While he hasn’t been hit by any major suits (as far as I know), Gillis has left himself pretty vulnerable with his carpet-bomb approach to infringement. iTunes doesn’t carry him, and Amazon only has him through third party sellers. But Timothy Gabriele at PopMatters wonders if the new album, “Feed the Animals” (buy/download) might be able to find a loophole in its pay-what-you-want distribution model:
Consumers are not being asked to give money out for the purchase of Feed the Animals. They’re being ask to donate to a musician and his label for having made Feed the Animals, which they will gladly give you for free. In this context, Feed the Animals is about as illegal as any mashup some kid in his living room designed for his blog.

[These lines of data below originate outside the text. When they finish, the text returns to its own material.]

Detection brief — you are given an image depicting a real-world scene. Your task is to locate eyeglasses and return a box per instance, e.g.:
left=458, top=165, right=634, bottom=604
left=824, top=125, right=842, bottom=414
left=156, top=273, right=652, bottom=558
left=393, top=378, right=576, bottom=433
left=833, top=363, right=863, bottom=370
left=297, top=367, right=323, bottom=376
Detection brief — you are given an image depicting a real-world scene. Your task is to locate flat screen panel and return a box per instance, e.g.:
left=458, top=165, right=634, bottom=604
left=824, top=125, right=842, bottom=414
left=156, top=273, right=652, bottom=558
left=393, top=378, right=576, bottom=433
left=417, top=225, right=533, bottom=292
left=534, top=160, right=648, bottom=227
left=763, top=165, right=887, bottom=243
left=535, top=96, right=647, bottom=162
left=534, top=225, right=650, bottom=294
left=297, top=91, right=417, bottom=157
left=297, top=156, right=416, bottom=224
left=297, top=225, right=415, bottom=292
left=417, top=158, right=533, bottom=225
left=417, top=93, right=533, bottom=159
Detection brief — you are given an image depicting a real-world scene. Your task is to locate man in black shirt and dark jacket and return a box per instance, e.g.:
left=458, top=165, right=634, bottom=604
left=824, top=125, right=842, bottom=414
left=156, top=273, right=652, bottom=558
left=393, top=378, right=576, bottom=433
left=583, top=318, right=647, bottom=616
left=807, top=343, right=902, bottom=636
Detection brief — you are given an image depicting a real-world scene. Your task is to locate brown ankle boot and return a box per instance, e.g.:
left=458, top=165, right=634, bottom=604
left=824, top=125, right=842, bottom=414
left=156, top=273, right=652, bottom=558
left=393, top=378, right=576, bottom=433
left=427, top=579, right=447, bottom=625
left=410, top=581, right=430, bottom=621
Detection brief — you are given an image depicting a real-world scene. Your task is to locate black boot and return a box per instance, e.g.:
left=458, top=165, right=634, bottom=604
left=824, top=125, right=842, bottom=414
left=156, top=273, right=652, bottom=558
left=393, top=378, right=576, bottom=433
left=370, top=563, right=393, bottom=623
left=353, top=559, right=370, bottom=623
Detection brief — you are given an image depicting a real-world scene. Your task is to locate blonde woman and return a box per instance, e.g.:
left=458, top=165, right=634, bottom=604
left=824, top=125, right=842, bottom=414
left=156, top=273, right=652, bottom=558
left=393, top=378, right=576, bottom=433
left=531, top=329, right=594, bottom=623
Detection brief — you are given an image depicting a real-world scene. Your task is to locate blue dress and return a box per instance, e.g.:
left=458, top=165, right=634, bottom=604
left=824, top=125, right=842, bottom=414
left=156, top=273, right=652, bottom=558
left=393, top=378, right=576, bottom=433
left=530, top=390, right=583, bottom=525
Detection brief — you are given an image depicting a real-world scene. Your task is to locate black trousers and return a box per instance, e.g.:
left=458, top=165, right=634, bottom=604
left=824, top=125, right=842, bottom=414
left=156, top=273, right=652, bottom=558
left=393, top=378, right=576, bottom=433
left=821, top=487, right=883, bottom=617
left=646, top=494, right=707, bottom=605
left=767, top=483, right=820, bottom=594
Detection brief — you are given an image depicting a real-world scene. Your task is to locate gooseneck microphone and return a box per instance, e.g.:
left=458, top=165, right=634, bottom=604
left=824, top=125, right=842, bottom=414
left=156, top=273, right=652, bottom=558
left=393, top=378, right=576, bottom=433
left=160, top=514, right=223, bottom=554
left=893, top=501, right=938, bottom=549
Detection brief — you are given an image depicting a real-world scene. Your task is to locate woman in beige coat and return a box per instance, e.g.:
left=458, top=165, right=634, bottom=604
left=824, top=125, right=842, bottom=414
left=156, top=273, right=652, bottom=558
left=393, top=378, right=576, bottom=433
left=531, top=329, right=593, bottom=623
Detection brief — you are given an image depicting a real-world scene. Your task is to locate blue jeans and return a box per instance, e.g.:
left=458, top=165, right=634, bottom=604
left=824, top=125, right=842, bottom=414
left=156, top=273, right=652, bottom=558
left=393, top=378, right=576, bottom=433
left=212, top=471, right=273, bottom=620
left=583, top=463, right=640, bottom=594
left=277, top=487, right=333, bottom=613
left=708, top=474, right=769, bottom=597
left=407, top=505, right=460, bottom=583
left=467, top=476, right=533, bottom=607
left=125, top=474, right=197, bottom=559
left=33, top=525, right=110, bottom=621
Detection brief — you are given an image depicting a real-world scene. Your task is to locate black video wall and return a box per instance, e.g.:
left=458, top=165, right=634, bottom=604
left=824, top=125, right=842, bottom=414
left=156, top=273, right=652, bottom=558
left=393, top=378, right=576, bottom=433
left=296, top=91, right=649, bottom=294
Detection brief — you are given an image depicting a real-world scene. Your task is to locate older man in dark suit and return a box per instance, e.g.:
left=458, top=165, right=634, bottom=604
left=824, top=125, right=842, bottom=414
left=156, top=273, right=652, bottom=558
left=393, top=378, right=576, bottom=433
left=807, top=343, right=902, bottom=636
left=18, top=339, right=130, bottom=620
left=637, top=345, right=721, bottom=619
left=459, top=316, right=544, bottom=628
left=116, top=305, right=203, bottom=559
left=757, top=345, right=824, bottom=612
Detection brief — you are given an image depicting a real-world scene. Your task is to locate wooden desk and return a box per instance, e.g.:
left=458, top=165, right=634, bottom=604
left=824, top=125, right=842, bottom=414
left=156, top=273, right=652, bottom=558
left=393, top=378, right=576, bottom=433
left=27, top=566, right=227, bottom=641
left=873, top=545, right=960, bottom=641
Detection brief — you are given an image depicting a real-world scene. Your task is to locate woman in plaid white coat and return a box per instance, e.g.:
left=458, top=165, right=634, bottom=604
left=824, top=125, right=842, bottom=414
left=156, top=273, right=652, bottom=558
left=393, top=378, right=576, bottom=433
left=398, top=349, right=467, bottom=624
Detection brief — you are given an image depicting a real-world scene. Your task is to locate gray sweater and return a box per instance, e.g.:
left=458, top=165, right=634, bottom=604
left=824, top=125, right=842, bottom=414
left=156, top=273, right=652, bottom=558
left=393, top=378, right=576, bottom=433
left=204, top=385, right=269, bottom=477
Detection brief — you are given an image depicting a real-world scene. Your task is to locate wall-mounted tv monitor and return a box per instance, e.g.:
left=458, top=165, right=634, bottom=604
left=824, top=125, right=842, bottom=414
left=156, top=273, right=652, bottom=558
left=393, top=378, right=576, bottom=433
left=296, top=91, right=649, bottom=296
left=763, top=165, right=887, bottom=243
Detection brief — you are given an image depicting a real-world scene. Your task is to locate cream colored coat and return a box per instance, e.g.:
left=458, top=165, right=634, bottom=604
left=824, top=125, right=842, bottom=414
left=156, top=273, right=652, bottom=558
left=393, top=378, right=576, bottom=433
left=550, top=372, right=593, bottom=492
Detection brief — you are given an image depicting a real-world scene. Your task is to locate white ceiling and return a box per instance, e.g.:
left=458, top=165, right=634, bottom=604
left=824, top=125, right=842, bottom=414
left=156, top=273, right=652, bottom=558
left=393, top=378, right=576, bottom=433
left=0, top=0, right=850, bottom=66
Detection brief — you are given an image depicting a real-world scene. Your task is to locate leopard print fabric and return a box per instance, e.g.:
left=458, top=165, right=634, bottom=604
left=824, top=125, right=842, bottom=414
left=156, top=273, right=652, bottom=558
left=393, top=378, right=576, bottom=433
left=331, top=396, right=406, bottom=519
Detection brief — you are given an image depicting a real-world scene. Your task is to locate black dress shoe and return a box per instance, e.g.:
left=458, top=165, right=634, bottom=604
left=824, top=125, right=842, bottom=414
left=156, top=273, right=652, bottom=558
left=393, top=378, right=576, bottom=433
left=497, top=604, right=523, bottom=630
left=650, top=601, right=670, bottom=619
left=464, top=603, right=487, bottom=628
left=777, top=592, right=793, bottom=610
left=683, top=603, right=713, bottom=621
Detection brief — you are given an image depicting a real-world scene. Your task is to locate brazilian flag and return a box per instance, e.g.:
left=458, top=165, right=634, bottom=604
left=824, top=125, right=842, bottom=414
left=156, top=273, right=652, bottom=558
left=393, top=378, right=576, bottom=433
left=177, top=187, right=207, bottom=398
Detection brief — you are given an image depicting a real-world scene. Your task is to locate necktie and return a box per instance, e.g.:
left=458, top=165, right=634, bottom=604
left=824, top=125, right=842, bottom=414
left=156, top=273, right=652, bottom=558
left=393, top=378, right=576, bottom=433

Now, I’m pretty sure this line of reasoning won’t hold up in court (open source software, for example, isn’t allowed to infringe on patents just because it’s free), but Gabriele is right that the freebie option (which is at full-quality 320kbps, by the way) blurs the line between commercial artist and basement teenager. Not that that stopped EMI with the Hi5 thing – but most people (and most record companies) would want to distinguish between the two. As I argued in the EMI/Hi5 post, user-generated content can be a valuable source of buzz. The question, here as with EMI/Hi5, is whether or not the potentially valuable product exposure outweighs the danger of setting precedents by turning a blind eye to third party profit.